Clinical Trials /

In Situ, Autologous Therapeutic Vaccination Against Solid Cancers With Intratumoral Hiltonol®

NCT02423863

Description:

The purpose of this study is to evaluate the safety of sequential intratumoral (IT) plus intramuscular (IM) Polyinosinic-polycytidylic acid stabilized with polylysine and carboxymethylcellulose (poly-ICLC, Hiltonol®) for treatment of study subjects with accessible solid tumors, with or without checkpoint blockers. Enrolled study subjects will receive Poly-ICLC (Hiltonol®) treatment alone or in combination with anti-PD-1 (Nivolumab, Pembrolizumab or Cemiplimab) or anti-PD-L1 (Atezolizumab or Durvalumab) over 6 months as defined in study treatment described below. MRI or CT imaging will be done per SOC at screening, 3 and 6-month time points.

Related Conditions:
  • Head and Neck Squamous Cell Carcinoma
  • Malignant Skin Neoplasm
  • Melanoma
  • Sarcoma
Recruiting Status:

Recruiting

Phase:

Phase 2

Trial Eligibility

Document

Title

  • Brief Title: In Situ, Autologous Therapeutic Vaccination Against Solid Cancers With Intratumoral Hiltonol®
  • Official Title: In Situ, Autologous Therapeutic Vaccination Against Solid Cancers With Intratumoral Hiltonol® (Poly-ICLC): An Adaptive, Multicenter, Phase II Clinical Study

Clinical Trial IDs

  • ORG STUDY ID: ONC2014-001
  • SECONDARY ID: 1R44CA183075-01A1
  • NCT ID: NCT02423863

Conditions

  • Melanoma
  • Head and Neck Cancer
  • Sarcoma
  • Non-Melanoma Skin Cancers

Interventions

DrugSynonymsArms
HiltonolPoly-ICLC, Nivolumab, Pembrolizumab, Atezolizumab, Cemiplimab, DurvalumabHiltonol Poly-ICLC

Purpose

The purpose of this study is to evaluate the safety of sequential intratumoral (IT) plus intramuscular (IM) Polyinosinic-polycytidylic acid stabilized with polylysine and carboxymethylcellulose (poly-ICLC, Hiltonol®) for treatment of study subjects with accessible solid tumors, with or without checkpoint blockers. Enrolled study subjects will receive Poly-ICLC (Hiltonol®) treatment alone or in combination with anti-PD-1 (Nivolumab, Pembrolizumab or Cemiplimab) or anti-PD-L1 (Atezolizumab or Durvalumab) over 6 months as defined in study treatment described below.
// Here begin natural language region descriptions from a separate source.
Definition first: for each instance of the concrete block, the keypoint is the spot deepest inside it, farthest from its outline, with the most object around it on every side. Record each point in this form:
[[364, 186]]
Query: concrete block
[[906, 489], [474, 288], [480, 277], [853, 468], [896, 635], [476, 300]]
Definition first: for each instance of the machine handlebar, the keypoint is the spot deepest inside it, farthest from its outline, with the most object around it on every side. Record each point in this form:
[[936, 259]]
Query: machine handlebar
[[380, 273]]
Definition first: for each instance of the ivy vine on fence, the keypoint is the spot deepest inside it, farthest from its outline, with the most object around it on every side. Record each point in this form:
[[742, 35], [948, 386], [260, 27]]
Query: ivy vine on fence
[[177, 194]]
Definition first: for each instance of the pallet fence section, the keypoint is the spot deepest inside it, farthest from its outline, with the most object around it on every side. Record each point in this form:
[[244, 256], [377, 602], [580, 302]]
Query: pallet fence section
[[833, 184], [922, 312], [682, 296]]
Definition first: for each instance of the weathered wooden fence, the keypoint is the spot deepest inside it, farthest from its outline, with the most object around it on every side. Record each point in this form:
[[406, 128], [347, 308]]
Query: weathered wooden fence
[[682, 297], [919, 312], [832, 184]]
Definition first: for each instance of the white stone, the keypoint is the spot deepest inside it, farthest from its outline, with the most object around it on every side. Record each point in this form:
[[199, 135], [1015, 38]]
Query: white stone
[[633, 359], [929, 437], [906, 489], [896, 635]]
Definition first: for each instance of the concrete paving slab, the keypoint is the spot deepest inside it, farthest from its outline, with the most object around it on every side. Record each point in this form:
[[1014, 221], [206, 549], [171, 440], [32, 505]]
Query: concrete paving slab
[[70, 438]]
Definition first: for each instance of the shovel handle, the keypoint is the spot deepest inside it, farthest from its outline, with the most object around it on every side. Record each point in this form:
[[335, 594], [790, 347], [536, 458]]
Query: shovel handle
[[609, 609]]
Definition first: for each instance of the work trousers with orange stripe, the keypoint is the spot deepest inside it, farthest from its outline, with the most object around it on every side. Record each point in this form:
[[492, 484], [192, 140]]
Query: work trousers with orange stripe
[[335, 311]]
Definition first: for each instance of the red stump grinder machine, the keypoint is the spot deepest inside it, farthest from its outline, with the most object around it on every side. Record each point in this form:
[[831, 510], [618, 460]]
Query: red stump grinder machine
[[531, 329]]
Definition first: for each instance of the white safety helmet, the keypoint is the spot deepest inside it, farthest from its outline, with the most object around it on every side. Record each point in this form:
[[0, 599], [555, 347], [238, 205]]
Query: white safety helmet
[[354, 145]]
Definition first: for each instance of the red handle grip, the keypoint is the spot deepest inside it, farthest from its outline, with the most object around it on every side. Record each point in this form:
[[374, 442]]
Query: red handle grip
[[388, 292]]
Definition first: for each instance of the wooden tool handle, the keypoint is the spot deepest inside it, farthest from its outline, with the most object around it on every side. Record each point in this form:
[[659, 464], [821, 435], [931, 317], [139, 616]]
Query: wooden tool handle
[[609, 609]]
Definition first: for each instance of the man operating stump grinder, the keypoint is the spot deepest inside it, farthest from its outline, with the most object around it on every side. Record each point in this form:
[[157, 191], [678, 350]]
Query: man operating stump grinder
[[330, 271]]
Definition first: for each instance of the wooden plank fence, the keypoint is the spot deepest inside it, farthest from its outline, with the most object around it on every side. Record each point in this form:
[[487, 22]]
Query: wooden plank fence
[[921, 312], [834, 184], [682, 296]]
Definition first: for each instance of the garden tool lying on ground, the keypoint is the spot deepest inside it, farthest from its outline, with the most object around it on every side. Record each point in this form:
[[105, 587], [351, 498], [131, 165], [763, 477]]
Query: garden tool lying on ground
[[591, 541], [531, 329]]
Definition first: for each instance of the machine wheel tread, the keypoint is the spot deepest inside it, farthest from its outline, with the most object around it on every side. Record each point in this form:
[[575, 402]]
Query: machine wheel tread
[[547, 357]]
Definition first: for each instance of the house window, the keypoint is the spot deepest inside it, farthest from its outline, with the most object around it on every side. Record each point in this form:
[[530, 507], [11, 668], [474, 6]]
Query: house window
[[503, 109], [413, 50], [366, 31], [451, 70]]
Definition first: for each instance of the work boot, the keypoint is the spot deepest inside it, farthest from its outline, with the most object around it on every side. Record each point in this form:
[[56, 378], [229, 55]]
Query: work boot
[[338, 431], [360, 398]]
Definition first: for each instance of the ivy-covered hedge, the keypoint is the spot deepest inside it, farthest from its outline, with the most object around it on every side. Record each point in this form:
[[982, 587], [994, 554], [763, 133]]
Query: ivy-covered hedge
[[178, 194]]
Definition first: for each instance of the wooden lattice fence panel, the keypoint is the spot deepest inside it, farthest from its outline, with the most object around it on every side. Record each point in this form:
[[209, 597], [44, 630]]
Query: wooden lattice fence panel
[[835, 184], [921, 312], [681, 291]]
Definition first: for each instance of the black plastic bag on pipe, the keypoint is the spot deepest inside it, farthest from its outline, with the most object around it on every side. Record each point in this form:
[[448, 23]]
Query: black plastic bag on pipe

MRI or CT imaging will be done per SOC at screening, 3 and 6-month time points.

Detailed Description

      For purposes of analysis patients enrolled in Stage II of this study will be prospectively
      identified at initial screening as belonging to statistical Cohorts A, B, or C, which are
      based on patient status with regard to aPD1/aPDL1 therapy at study entry, (PD, SD, or
      treatment naïve) per section 11.5. For purposes of this study, patient status is considered
      to be the primary eligibility variable, although sub analyses will also consider histology
      and particular checkpoint blocker used when possible. Please see section 12 (Statistical
      Analysis) for further discussion.

      Week 1 Days 1, 3 and 5: Poly-ICLC (Hiltonol®) 1 mg (0. 5 ml) IntraTumoral (priming treatment
      course).

      Weeks 2-25:

        1. Poly-ICLC (Hiltonol®) 1 mg (0.5 ml) IM twice a week with a 48-72 hour interval between
           the two injections, AND either:

        2. No additional immunotherapy OR

        3. ONLY ONE of the following Anti-PD1 or anti-PDL-1 regimens will be administered, per
           manufacturer's dosing and clinical oncologist's discretion as follows: (Not to be
           Administered on the same day as Poly-ICLC [Hiltonol®])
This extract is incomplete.